Inspired, Mani studied even harder and got very good marks in the 12th as well. “Go to the college the MLA told you about. After all we have voted her to power,” her village folks encouraged her. They were proud that she was the first one from the village to come so far. She was an inspiration to the other children. When they struggled with their lessons, she tutored them. When they played truant, she admonished them. When they became dejected, she encouraged them.

When she went up to the college to apply, an entourage – though smaller than that of the MLA’s when she visited them, still impressive – accompanied her. But, her bad luck, the minister or her husband were not there. “Leave the application with us. ST? We will take care of it,” she was assured.
That was good enough. The villagers’ happiness knew no bounds when Mani received the notice to join on a particular date in the college. Again the entourage accompanied her and that evening, they celebrated her first day in college in style.

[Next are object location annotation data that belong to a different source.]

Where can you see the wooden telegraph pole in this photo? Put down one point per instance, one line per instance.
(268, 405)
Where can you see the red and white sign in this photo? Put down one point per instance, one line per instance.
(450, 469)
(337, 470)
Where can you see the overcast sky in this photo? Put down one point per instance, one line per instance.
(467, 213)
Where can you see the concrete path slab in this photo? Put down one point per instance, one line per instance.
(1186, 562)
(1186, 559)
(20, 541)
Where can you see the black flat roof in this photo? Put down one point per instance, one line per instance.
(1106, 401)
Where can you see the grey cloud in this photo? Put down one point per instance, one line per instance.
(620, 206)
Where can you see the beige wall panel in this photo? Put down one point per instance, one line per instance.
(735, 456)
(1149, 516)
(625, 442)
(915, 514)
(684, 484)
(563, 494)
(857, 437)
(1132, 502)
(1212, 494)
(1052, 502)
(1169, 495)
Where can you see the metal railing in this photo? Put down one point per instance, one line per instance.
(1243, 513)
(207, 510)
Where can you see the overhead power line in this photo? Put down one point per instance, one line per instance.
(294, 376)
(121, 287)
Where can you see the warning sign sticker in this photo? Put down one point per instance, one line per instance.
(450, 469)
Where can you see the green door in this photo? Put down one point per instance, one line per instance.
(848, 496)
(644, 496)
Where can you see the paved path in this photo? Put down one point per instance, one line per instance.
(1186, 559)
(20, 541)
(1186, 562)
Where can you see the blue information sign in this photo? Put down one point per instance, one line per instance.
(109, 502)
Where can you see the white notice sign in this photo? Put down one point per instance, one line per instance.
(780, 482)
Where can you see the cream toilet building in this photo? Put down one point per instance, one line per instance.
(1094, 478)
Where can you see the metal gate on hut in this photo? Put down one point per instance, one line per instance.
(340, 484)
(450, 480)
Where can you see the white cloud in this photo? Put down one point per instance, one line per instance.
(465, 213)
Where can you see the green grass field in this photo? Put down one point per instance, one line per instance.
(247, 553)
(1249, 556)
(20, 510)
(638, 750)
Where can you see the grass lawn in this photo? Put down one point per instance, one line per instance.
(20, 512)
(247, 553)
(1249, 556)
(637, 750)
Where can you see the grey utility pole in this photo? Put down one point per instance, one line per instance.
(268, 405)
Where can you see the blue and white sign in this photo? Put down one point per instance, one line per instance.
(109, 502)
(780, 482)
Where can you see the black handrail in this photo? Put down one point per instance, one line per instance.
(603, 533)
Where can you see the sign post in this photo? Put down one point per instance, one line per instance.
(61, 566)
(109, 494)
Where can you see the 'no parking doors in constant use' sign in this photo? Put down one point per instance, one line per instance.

A week later, Mani was called to the office room. “We have sent a request to the ministry to reimburse your fees, but till we get it, we need you to pay a token sum.” They gave her a bill.
The amount made her head reel. She looked at the lady in the office sadly, but the lady too appeared helpless. “The ministry has to approve,” she said firmly.
“Meet the MLA,” the villagers advised the family. But their local representative was busy in the state capital or travelling. By the second term, when the government approval did not come through, Mani and her family realized that taking a loan was the only option, and it was as good as no option. She gave up her dreams to study further, seeing how her father struggled to meet the ends.

Two years later, the MLA visited again to campaign. Mani stood in the fringes with a child in her arms. The MLA beckoned to her. “Weren’t you the promising student? Are you married already!”
The girl hung her head. “Yes, ma’am. My father couldn’t afford the education.”
“What! You should have come to me! You are eligible for scholarship. Did you apply in any college?”
“I got through, but the ministry delayed paying the fees and I had to pay from my pocket. Which was not possible.”
“The cheats!” the MLA exclaimed. “Did you pay anything?” Mani nodded. The lady grimaced. “The college would have pocketed your fees, got the scholarship money and pocketed that too. And then sold the seat to another candidate and pocketed that money too!” Mani stared at the MLA keenly. The MLA demanded, “I told you to come to my husband’s college, didn’t I! Why didn’t you?”
Mani’s expression hardened. “That is where I got admission and paid the fees.”

The MLA’s face lost colour. She hurriedly took leave. “Remember to vote for my party,” she said half-heartedly as her assistants distributed the gifts. The other villagers took it happily. Mani walked away, anger seething in her heart at having been so gullible.